A memo to staff Wednesday about his departure from the top job said the company's goal is to create a path to emerge from creditor protection.
Interested buyers have until the end of August to submit bids under its court-supervised restructuring.
"In light of the approaching bid deadline and the focus required to assemble all necessary components of a bid, the board thought it was best for Brandon to focus exclusively on putting the bid together and step away from the day-to-day operations of Sears Canada," wrote Graham Savage, chair of the board's special committee.
Sears Canada's chief operating officer, Becky Penrice, will take over his duties.

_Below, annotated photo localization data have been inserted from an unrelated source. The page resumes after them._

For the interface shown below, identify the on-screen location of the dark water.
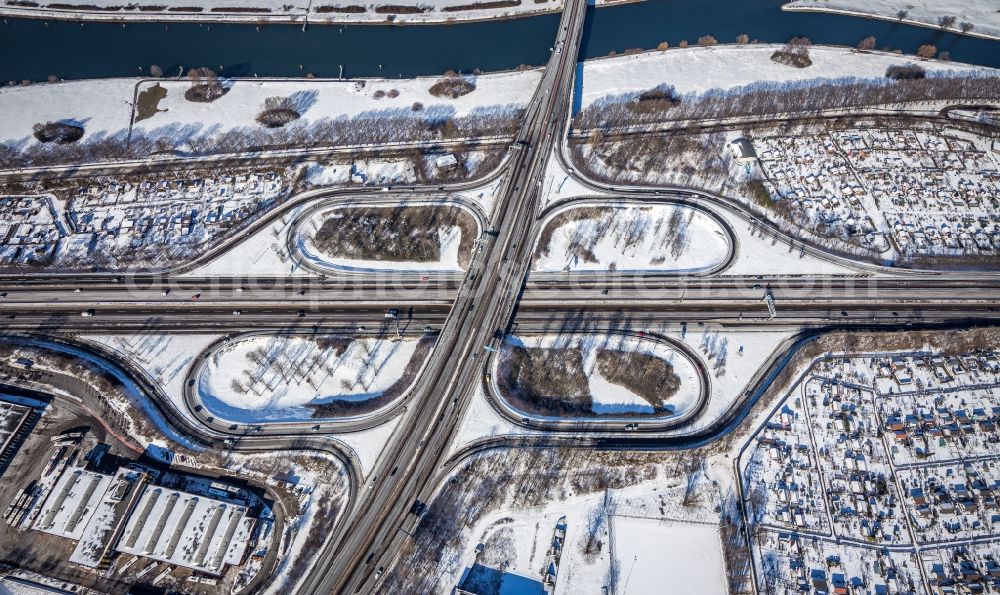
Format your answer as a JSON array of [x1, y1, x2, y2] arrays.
[[0, 0, 998, 81]]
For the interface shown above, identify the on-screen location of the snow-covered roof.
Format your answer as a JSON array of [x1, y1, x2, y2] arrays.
[[115, 484, 256, 575], [0, 577, 73, 595], [730, 138, 757, 162], [32, 467, 114, 541]]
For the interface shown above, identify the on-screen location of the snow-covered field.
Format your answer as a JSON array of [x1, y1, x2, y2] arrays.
[[577, 44, 987, 112], [0, 71, 539, 159], [0, 335, 203, 452], [784, 0, 1000, 41], [611, 517, 726, 595], [532, 203, 731, 274], [501, 333, 702, 417], [198, 334, 421, 422], [427, 451, 726, 595]]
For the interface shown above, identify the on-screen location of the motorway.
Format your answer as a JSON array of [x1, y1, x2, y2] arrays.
[[1, 1, 999, 593], [293, 0, 590, 592], [0, 276, 997, 331]]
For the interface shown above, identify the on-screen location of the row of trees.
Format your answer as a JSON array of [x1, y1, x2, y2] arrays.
[[574, 72, 1000, 131], [1, 105, 523, 169]]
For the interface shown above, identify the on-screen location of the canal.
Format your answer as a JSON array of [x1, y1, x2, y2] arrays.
[[1, 0, 998, 82]]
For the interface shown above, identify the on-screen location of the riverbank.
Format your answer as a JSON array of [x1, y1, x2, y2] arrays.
[[0, 0, 633, 26], [577, 43, 992, 111], [782, 0, 1000, 42], [0, 68, 540, 165]]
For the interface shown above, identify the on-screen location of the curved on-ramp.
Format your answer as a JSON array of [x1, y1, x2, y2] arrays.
[[483, 329, 712, 432], [530, 196, 738, 277], [182, 330, 438, 437], [285, 194, 488, 278]]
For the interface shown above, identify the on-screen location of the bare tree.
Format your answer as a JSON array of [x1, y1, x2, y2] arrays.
[[960, 21, 975, 33], [149, 64, 164, 78], [761, 550, 782, 592], [771, 37, 812, 68], [735, 33, 749, 44], [938, 15, 957, 29], [185, 66, 227, 103], [682, 455, 705, 506], [857, 35, 876, 51], [697, 35, 718, 47], [256, 96, 302, 128], [916, 44, 938, 59]]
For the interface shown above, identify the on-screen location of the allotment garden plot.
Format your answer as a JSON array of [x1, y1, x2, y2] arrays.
[[197, 333, 432, 422], [740, 348, 1000, 594], [756, 124, 1000, 260], [0, 169, 290, 271]]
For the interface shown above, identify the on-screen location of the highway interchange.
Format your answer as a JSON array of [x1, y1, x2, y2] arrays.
[[2, 0, 1000, 592]]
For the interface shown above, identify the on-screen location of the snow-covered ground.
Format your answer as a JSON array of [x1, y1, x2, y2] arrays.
[[0, 71, 539, 159], [784, 0, 1000, 41], [0, 335, 204, 453], [198, 334, 421, 422], [434, 454, 726, 595], [578, 44, 988, 112], [331, 413, 402, 478], [0, 79, 136, 153], [720, 202, 864, 275], [183, 202, 314, 276], [532, 203, 731, 274], [502, 333, 702, 417], [611, 517, 726, 595], [84, 333, 222, 427]]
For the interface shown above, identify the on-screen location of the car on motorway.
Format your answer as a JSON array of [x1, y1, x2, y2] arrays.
[[624, 423, 639, 431], [161, 288, 170, 296], [232, 310, 241, 315], [80, 309, 94, 317], [191, 293, 201, 300]]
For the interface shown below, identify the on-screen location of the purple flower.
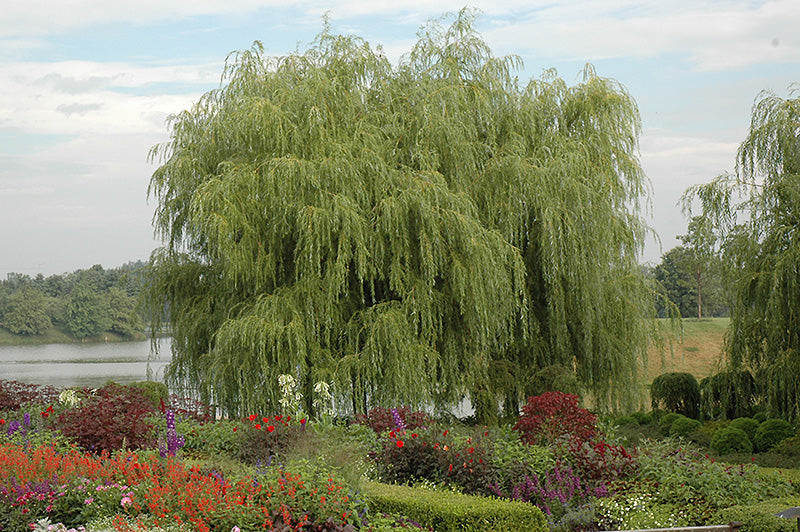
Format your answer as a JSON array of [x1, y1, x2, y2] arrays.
[[390, 408, 406, 431], [23, 413, 31, 427]]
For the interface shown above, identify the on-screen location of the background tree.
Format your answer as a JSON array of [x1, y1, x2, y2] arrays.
[[145, 11, 656, 417], [106, 287, 142, 338], [651, 244, 729, 319], [678, 216, 717, 319], [64, 281, 110, 339], [684, 85, 800, 420], [3, 287, 51, 335]]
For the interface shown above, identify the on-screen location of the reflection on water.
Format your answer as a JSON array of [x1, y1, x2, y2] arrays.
[[0, 337, 172, 389]]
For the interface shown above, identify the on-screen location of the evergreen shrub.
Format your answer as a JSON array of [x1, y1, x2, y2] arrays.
[[754, 419, 795, 452], [669, 416, 701, 438], [710, 427, 752, 456], [729, 417, 760, 441], [651, 372, 700, 418], [630, 411, 653, 425], [657, 412, 682, 435], [361, 481, 548, 532]]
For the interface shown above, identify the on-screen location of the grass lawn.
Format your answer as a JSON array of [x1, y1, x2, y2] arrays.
[[646, 317, 729, 384]]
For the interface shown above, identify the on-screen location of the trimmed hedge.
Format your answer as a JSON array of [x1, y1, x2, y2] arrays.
[[713, 498, 800, 532], [361, 481, 548, 532]]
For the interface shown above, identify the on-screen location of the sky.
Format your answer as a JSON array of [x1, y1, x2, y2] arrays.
[[1, 1, 798, 278]]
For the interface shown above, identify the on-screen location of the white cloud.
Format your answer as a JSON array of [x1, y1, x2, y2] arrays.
[[0, 60, 215, 137], [483, 0, 800, 71]]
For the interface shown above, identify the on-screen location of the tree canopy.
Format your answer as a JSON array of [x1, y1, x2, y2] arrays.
[[684, 84, 800, 420], [146, 11, 656, 417]]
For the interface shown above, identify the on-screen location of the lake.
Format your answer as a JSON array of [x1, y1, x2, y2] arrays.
[[0, 337, 172, 389]]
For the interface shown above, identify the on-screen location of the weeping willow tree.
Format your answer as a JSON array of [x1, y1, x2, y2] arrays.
[[146, 10, 655, 417], [684, 85, 800, 420]]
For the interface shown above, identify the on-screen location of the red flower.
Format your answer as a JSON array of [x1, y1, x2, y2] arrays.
[[411, 433, 418, 438], [275, 415, 282, 421], [255, 424, 261, 430], [249, 414, 257, 421], [232, 427, 237, 432], [267, 425, 275, 433], [47, 405, 53, 413], [41, 412, 49, 418], [262, 417, 269, 423], [396, 440, 404, 448], [0, 419, 4, 425], [389, 431, 396, 438]]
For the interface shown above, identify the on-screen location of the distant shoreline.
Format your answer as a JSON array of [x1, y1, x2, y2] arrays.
[[0, 326, 148, 346]]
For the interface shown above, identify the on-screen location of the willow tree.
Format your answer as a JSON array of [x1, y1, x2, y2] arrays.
[[146, 11, 655, 417], [685, 85, 800, 420]]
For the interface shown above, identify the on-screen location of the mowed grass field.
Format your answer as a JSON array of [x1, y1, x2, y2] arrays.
[[645, 317, 730, 384]]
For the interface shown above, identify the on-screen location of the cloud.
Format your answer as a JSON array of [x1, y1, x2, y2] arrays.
[[482, 0, 800, 71], [56, 103, 104, 116]]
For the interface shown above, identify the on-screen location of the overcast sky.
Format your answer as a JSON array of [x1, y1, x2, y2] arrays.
[[1, 1, 797, 277]]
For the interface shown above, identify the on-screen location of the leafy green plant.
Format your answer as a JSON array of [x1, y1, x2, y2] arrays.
[[669, 416, 701, 438], [651, 372, 700, 419], [710, 427, 753, 455], [362, 480, 548, 532], [729, 417, 760, 441], [657, 412, 683, 435], [754, 419, 795, 452]]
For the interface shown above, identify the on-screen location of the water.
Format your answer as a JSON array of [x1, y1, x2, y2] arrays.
[[0, 337, 172, 389]]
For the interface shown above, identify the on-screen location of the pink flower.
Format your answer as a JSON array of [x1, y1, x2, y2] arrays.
[[121, 496, 133, 507]]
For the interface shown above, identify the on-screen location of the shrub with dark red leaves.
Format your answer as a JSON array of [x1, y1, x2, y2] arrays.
[[513, 392, 597, 446], [56, 383, 157, 452], [564, 438, 637, 486], [0, 379, 59, 411], [354, 406, 432, 434]]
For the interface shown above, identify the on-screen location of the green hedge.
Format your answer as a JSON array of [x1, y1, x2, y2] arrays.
[[714, 498, 800, 532], [361, 481, 547, 532]]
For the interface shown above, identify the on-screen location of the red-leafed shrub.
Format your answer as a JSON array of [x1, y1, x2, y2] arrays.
[[564, 438, 637, 486], [56, 383, 157, 452], [354, 406, 432, 434], [0, 379, 59, 411], [513, 392, 597, 446]]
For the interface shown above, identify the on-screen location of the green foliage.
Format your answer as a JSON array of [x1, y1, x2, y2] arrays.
[[630, 411, 654, 425], [651, 372, 701, 418], [526, 364, 582, 398], [636, 440, 793, 511], [669, 416, 701, 438], [657, 412, 683, 436], [145, 10, 656, 417], [361, 480, 548, 532], [128, 381, 169, 410], [729, 417, 760, 441], [713, 498, 800, 532], [754, 419, 795, 452], [700, 370, 758, 420], [710, 427, 753, 455], [652, 243, 729, 319], [106, 286, 142, 338], [3, 287, 51, 335], [63, 281, 111, 339], [684, 85, 800, 421]]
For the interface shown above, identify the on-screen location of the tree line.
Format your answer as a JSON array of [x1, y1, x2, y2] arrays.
[[0, 262, 147, 340]]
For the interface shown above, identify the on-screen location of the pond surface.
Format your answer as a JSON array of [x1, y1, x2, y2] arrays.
[[0, 337, 172, 389]]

The retailer filed for court protection under the Companies Creditors' Arrangement Act in June. It's looking for a buyer or investor for the company or some of its assets and is also negotiating with lenders, landlords and other creditors.
The retailer announced a plan in June to close 59 locations across the country and cut approximately 2,900 jobs, without severance, while under CCAA.
On Tuesday, the company created a $500,000 hardship fund for former employees who were denied severance payments when they lost their jobs at the retailer. The money will come from cash set aside for executive bonuses.
Sears Canada was criticized when it received court approval to pay $9.2 million in retention bonuses to keep key employees on board while not paying severance to laid-off workers.
The company plans to finish liquidation sales by Oct. 12 and hopes to complete its restructuring this year.
Once a retail go-to, Sears Canada has struggled in recent years despite efforts to change along with the retail business.
The company has also dealt with several changes in executive leadership over the last four years.